Le vent tournerait-il ? Le déconomètre, qui s’emballe depuis près de quarante ans, a du plomb dans l’aile. Vendredi dernier, une centaine d’élus de Clichy (Hauts-de-Seine) ont manifesté leur indignation devant les prières de rue. Elles y sont organisées illégalement depuis huit mois par des fidèles qui se plaignent de l’éloignement de leur mosquée. La suite dira si, après ce premier face-à-face tendu, le ministre de l’Intérieur sortira de sa torpeur. Tout aussi réjouissante est l’avoinée qui s’abat sur le journaliste Edwy Plenel, patron de Mediapart. L’ami de Tariq Ramadan, accusé de viols, était le symbole sacralisé du journalisme moralisateur. Même à gauche, les outrances du faux curé commencent à être comprises pour ce qu’elles ont toujours été : des complaisances avec le totalitarisme coranique. Manuel Valls mène l’assaut contre ce drôle d’”antiraciste”. Mercredi, l’ex-premier ministre a accusé Plenel de “complicité intellectuelle” avec le terrorisme. La “parole libérée” est une glasnost à la française qui déborde des rangs des seules néoféministes.

Les résistants de la 25e heure découvrent la lune. Hier encore, beaucoup étaient avec la meute quand il s’agissait de marginaliser les premiers lanceurs d’alerte, forcément réactionnaires et infréquentables. Votre serviteur se souvient des inepties des procureurs d’alors. Mais Schopenhauer avait prévenu : “Toute vérité franchit trois étapes : d’abord elle est ridiculisée. Ensuite elle subit une forte pression. Puis elle est considérée comme ayant toujours été une évidence.” Reste la satisfaction d’être moins seul, et celle de ne s’être pas trompé sur cette presse militante qui nie les faits, sur cette gauche perdue qui croit retrouver les vertus du communisme, Allah en plus, dans l’islamisme en guerre contre l’Occident.

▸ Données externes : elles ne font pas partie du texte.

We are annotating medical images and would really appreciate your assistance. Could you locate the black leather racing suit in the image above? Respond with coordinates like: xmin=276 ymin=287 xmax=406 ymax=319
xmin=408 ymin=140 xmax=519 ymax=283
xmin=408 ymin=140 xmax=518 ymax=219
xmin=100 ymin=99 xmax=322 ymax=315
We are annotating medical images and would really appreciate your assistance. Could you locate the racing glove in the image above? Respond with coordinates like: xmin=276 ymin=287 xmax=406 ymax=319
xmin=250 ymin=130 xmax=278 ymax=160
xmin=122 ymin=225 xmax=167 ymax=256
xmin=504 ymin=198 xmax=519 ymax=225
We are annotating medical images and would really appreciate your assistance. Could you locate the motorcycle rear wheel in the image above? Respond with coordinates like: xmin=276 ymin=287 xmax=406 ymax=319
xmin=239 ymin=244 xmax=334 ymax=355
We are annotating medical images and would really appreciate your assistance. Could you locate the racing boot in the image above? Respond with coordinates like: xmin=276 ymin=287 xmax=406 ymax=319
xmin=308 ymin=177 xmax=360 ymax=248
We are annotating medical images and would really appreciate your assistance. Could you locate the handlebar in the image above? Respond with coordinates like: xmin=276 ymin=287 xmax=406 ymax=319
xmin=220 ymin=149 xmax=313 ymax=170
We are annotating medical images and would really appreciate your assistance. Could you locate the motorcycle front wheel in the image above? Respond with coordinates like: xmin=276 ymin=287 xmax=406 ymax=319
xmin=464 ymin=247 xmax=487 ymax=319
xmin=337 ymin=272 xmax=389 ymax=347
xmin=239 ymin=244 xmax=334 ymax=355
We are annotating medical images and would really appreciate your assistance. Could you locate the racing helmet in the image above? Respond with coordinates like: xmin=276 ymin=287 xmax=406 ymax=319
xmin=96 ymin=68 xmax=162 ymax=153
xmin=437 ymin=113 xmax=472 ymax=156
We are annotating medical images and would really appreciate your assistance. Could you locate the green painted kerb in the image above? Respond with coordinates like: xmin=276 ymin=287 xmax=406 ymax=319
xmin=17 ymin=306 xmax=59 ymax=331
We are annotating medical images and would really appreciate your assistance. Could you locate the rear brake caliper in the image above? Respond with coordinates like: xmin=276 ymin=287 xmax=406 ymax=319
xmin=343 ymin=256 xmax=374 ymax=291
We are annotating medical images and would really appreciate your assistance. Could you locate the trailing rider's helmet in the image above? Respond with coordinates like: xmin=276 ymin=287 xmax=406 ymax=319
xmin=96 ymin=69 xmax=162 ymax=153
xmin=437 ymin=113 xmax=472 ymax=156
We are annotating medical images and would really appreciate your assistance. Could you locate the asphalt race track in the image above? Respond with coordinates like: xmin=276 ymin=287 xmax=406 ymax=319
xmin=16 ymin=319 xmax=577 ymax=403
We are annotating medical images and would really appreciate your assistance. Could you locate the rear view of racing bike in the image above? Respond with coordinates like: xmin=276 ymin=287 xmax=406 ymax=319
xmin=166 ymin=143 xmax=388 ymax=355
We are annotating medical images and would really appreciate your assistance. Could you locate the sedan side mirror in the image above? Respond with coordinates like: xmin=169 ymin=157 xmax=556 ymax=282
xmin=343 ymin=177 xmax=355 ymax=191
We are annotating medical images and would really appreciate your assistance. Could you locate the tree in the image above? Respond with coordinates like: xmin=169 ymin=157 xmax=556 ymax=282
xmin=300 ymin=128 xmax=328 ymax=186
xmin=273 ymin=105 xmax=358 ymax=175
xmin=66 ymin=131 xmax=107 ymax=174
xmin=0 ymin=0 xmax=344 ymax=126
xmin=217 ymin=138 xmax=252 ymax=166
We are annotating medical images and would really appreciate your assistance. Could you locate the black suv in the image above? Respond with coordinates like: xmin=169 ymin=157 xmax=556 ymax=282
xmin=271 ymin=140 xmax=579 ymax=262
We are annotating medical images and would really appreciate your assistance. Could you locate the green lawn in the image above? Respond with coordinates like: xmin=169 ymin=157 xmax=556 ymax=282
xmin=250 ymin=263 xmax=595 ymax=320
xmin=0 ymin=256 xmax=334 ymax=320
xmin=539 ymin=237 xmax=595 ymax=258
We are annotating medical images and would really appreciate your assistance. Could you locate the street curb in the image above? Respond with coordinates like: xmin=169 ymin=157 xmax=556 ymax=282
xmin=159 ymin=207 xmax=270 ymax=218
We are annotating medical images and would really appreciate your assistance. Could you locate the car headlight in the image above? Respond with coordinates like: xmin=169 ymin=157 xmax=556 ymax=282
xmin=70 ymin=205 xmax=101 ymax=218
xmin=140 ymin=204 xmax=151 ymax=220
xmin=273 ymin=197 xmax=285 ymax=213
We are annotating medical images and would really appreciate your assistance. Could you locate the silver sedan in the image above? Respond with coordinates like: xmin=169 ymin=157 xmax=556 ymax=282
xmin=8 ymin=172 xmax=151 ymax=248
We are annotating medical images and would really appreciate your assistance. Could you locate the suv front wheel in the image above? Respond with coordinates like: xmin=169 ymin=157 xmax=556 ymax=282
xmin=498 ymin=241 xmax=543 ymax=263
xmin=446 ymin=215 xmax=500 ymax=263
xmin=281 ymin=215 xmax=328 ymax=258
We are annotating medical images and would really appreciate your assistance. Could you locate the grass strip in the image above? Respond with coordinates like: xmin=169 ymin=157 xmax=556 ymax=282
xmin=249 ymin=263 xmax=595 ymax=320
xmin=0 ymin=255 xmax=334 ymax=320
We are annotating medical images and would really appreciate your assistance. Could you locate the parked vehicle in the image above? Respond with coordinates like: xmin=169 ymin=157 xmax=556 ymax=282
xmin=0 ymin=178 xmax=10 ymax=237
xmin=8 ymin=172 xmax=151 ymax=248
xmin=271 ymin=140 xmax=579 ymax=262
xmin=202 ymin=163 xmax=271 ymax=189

Cependant, les persistantes réticences à regarder en face les faux gentils, la fracture identitaire, la guerre civile qui vient, la grande mascarade du macronisme, sont des encouragements pour continuer d’enfoncer les clous…

Ce qui survient, dans ce rejet des dénis et ce retour au bon sens, sont les premiers pas vers une émancipation des esprits.